I view this short as something of a transition between Keaton the vaudevillian and Keaton the filmmaker. While Neighbors relies heavily on Buster’s acrobatic skills in displays which were clearly devised first and material was cobbled together around them, there are also touches of his mechanical creativity such as when Buster nails a wooden plank on the fence that pivots to hit whomever passes from yard to yard.

The short is also noticeably for a gag which comments on race relations. His face blackened from the muddy ditch, Buster is singled out by a suspicious policeman. When he’s able to wipe half of his face clean, the policeman (who sees Buster in profile) leaves him alone. Buster then turns to face his “black” side towards the cop who instantly accosts him. Keaton also had gags about race relations in Seven Chances and featured a newlywed African American couple in The Navigator.

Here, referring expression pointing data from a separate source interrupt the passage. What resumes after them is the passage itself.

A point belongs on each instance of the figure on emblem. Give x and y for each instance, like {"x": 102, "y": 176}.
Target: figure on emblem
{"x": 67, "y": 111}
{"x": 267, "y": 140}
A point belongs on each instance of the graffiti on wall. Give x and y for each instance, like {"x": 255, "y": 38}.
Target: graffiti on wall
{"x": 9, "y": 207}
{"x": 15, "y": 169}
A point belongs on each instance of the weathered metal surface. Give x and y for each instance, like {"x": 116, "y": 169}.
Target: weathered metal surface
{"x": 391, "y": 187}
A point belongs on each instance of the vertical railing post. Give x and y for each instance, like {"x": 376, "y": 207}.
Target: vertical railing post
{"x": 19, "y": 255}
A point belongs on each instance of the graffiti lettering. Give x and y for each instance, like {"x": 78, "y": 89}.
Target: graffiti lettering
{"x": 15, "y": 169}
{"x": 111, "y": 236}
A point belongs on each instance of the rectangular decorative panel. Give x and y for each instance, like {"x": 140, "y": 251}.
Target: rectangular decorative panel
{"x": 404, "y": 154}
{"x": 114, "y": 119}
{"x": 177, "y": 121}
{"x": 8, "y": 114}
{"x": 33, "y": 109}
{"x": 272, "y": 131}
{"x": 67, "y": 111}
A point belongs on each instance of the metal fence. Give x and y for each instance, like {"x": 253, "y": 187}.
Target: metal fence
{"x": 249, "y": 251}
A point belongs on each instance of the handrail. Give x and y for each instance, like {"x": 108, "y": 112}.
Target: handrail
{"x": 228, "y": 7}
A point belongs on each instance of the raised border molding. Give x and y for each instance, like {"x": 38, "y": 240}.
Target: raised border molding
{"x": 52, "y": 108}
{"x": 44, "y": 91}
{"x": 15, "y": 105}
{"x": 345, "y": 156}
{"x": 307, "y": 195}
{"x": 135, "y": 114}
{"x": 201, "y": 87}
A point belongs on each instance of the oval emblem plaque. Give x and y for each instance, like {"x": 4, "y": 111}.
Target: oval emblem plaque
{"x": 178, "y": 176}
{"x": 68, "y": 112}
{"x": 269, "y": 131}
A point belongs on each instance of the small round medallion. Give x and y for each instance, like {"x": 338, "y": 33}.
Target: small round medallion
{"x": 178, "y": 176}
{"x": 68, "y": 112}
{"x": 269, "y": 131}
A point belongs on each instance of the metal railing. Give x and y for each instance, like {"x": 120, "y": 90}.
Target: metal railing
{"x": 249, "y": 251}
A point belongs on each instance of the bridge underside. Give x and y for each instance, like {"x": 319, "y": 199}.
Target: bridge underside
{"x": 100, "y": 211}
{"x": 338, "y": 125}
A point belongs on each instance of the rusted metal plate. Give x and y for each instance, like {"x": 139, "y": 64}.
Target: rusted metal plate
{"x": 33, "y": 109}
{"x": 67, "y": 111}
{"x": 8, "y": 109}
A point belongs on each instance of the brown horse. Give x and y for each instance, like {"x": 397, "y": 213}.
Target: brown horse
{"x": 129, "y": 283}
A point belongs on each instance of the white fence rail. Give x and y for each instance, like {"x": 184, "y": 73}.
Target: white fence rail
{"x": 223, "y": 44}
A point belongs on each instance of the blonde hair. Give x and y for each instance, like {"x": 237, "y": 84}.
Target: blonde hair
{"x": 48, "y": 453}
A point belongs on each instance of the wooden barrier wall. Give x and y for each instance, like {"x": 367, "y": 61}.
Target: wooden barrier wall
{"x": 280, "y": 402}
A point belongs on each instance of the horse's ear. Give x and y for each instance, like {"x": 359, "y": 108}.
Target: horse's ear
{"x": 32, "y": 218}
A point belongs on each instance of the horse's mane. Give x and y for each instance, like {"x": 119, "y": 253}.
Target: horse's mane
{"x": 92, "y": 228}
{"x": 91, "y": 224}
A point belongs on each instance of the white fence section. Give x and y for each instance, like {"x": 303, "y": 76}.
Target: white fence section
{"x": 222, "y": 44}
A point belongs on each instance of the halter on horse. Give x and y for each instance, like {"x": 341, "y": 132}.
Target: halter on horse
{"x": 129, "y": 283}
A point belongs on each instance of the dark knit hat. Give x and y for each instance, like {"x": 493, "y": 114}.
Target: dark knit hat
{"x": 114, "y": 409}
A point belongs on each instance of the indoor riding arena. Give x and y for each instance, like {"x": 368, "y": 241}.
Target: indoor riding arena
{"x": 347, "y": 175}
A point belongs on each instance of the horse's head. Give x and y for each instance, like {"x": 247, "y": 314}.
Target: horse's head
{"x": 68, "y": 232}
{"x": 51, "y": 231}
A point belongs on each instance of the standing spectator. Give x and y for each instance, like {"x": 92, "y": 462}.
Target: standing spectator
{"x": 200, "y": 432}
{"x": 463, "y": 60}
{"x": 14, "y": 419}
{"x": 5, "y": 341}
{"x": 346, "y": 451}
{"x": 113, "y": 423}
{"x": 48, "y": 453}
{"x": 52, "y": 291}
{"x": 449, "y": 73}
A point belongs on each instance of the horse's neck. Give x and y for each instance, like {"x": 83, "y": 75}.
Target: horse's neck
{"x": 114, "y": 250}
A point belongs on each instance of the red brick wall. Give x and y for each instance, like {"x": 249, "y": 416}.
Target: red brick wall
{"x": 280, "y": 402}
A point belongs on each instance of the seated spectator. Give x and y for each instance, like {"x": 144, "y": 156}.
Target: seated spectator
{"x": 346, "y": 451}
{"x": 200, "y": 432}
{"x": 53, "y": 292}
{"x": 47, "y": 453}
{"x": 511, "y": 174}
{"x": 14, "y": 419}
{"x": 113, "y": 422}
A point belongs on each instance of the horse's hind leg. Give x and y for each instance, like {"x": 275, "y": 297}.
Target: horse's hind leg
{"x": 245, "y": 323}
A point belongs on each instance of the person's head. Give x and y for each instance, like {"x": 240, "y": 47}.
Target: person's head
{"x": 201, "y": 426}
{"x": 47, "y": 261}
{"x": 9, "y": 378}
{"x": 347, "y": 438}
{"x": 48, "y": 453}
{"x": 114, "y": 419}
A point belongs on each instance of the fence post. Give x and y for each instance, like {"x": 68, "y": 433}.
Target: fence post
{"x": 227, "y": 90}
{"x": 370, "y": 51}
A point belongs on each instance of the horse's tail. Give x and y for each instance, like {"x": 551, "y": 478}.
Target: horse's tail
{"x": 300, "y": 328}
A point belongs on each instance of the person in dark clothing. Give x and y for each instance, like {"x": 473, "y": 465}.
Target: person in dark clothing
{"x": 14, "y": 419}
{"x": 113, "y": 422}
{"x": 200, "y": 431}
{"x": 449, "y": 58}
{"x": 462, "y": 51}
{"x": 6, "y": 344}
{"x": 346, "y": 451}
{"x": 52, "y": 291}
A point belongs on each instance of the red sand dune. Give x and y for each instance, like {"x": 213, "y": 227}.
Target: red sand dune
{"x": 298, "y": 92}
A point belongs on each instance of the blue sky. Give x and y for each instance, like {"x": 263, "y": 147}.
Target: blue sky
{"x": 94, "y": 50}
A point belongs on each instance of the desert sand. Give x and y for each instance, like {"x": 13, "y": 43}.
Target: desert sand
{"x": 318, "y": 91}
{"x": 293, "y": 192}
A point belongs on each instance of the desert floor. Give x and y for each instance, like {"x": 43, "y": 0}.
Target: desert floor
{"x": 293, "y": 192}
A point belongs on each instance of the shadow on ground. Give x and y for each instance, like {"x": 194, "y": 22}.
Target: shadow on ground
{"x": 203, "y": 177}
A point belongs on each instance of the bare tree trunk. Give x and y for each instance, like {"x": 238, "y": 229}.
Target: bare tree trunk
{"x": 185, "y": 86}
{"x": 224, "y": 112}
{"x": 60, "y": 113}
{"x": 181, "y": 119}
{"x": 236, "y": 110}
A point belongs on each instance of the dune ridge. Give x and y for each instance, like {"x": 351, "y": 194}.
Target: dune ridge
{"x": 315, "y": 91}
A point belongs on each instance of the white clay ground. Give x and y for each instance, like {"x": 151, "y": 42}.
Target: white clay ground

Ultimately, the feuding families take their grievances to court where the always-inventive Buster takes advantage of his officious surroundings to marry the neighbor girl, played by BK Studios newcomer Virginia Fox (she'd go on to star in more Keaton shorts than any other leading lady.) The couple has to sneak back to their houses to gather their belongs and elope, which is where the film’s final acrobatic routine comes in. Performing a three-man pyramid stunt (with each man standing on top of the others’ shoulders), Buster is able to “walk” from house to house, collecting the couples’ belongs while avoiding their incensed fathers and making a daring escape out the window.

Neighbors is not one of Keaton’s classic short films, but it is a sharp, lively and consistently entertaining display of the Buster’s prowess as a physical comedian.